Western leaders on Saturday condemned the drive-by shooting of Russian opposition leader Boris Nemtsov, a fierce critic of President Vladimir Putin, as he was walking across a bridge near the Kremlin. US President Barack Obama decried the "brutal" and "vicious murder" of Nemtsov, which came ahead of a major opposition rally planned for Sunday, and called on Russia to conduct an impartial probe.
French President Francois Hollande called the killing a "hateful murder" of a "defender of democracy". A constant stream of people laid flowers and set candles at the site of the murder on Saturday morning, with police closing off one lane of traffic to let them through, an AFP reporter saw.
The Kremlin said Putin had taken personal control of the investigation. Putin's spokesman Dmitry Peskov said the murder of the 55-year-old former deputy prime minister bore "the hallmarks of a contract killing" and described it as a provocation. President Vladimir Putin vowed to punish the killers of Kremlin critic Boris Nemtsov as Russian opposition figures denounced what they called a "political murder" and Western leaders called for a full probe.
The 55-year-old former deputy premier, a vocal Putin critic prominent at opposition rallies, was shot in the back several times shortly before midnight Friday as he walked across a bridge a stone's throw from the Kremlin walls. The brazen assassination is the latest in a string of murders of opposition figures in Putin's 15 years in power and recalls the shooting of anti-Kremlin reporter Anna Politkovskaya, gunned down on Putin's birthday in October 2006.
Putin blamed the assassination on foes trying to discredit the Kremlin, but said in a message to the victim's mother that "everything will be done so that the organisers and perpetrators of a vile and cynical murder get the punishment they deserve." Allies of Nemtsov, a long-time anti-corruption crusader who served as deputy premier under Boris Yeltsin, linked his death to his political activities.
Hours before the killing, he went on air to urge Russians to join an opposition rally Sunday against the Kremlin stance in Ukraine. "There is already a list of unsolved political murders and attack in Russia," Amnesty International said. "We cannot allow Boris Nemtsov to become just another name on this list." On Saturday a steady stream of mourners, many in tears, filed across the bridge, heaping flowers and photos of Nemtsov at the spot where he fell.
Russian state television - which in recent years has denied Nemtsov airtime - gave lavish coverage to his murder.
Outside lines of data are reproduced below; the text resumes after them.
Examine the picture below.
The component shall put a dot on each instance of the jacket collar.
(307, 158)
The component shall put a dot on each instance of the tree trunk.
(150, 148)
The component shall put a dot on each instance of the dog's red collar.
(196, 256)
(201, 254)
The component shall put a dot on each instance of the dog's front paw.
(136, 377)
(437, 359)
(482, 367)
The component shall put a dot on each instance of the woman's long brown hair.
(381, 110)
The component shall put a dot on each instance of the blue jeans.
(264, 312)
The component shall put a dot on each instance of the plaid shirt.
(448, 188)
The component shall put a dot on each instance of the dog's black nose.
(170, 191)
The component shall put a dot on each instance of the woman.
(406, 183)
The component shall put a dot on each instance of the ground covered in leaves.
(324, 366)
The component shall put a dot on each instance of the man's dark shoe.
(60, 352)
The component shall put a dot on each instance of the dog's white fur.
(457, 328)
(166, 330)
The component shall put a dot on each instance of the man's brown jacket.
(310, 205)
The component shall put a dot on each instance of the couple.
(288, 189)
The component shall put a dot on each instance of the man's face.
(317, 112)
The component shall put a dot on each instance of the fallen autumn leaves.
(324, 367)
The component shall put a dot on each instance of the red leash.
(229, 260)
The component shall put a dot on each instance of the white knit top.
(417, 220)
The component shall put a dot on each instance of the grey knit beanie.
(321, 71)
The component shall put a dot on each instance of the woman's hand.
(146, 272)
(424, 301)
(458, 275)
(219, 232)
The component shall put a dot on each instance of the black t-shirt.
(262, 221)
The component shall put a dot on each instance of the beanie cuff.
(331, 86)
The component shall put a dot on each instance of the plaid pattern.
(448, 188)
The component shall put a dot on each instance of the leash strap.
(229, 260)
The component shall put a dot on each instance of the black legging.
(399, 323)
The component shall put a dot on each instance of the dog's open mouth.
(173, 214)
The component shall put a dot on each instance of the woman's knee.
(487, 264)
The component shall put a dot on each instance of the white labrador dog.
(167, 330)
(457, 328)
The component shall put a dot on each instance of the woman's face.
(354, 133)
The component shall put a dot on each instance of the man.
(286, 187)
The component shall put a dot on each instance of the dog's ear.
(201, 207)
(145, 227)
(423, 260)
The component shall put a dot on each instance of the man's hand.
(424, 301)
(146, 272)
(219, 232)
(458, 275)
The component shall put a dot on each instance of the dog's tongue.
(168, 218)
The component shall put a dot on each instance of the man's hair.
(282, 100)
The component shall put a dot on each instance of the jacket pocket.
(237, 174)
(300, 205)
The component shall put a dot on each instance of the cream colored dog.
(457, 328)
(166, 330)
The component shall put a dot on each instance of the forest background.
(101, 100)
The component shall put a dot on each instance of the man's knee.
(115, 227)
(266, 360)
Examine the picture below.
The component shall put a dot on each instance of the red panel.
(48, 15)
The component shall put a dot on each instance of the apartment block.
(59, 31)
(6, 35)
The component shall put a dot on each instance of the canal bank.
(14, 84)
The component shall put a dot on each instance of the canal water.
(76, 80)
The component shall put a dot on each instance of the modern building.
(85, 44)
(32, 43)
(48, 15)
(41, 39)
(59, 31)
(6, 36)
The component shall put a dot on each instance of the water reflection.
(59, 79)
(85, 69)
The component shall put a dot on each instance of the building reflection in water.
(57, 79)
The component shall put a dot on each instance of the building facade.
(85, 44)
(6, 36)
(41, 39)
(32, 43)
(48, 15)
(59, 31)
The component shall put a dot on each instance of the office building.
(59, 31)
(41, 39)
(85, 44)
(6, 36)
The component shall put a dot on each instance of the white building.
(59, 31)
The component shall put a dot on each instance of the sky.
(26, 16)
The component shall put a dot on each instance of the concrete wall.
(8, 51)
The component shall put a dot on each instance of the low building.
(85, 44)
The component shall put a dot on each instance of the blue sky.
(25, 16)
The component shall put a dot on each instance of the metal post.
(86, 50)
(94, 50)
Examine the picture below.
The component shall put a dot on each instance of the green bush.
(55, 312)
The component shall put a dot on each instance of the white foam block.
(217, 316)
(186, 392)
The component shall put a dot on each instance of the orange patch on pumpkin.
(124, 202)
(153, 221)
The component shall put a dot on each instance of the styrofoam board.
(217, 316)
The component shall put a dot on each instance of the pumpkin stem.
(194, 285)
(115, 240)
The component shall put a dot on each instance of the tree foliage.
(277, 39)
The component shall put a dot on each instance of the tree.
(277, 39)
Investigators said gunmen fired at least eight shots from a moving car as Nemtsov walked with a woman who was not injured. Russian television named her as 23-year-old Ukrainian model Anna Duritskaya. Opposition figures said his death was linked to his outspoken opposition to Putin and in particular his criticism of Russia's stand on the Ukraine conflict. They pointed the finger at a climate of hatred whipped up by the Kremlin.
"The political responsibility for this murder lies with the authorities and personally President Putin - those who started and are fighting a war and are running a propaganda campaign of hatred in its support," former Yabloko liberal party leader Grigory Yavlinsky wrote on Facebook. "If a few days ago, people were walking round with a placard saying 'let's finish off the fifth column', and today Nemtsov is killed, then let's think what will happen tomorrow," said a fellow deputy prime minister under Yeltsin, Anatoly Chubais, referring to a pro-Kremlin rally.
Opposition leader Alexei Navalny questioned how Nemtsov could have been killed, saying he would have been under surveillance ahead of Sunday's planned rally. "I can't believe that yesterday night he could have strolled towards the Kremlin without being watched," he wrote in his blog.
The last Soviet leader Mikhail Gorbachev, quoted by Interfax, said the killing was aimed at "destabilising the situation in the country, at heightening confrontation" with the West. Speaking on radio just hours before his murder, Nemtsov sounded upbeat and urged Russians to join a major opposition rally planned for Sunday. "The key political demand is an immediate end to the Ukraine war," he said on popular Echo of Moscow radio, adding that Putin should quit.
The current regime has reached "a dead-end in both domestic and foreign policies. They should go," said Nemtsov, who reportedly was compiling a report on Russia's involvement in the Ukraine conflict. After working as a research scientist in the late Soviet era, Nemtsov rose to prominence as governor of the Nizhny Novgorod region in central Russia and became a vice prime minister in the late 1990s under the presidency of Boris Yeltsin.
After leaving parliament in 2003, he led several opposition parties and groups. A passionate orator with a rock star image and popular with women, Nemtsov was a key speaker at mass opposition rallies against Putin's return to the Kremlin. He wrote a series of reports critical of corruption and misspending under Putin. In 2013, he said up to $30 billion of the estimated $50 billion assigned to the Olympic Games that Russia was to host in Sochi had gone missing. The Kremlin has denied the claims. "This is payback for the fact that Boris consistently, for many, many years fought for Russia to be a free democratic country," opposition leader Mikhail Kasyanov, who served as prime minister under Putin, told reporters after visiting the murder scene.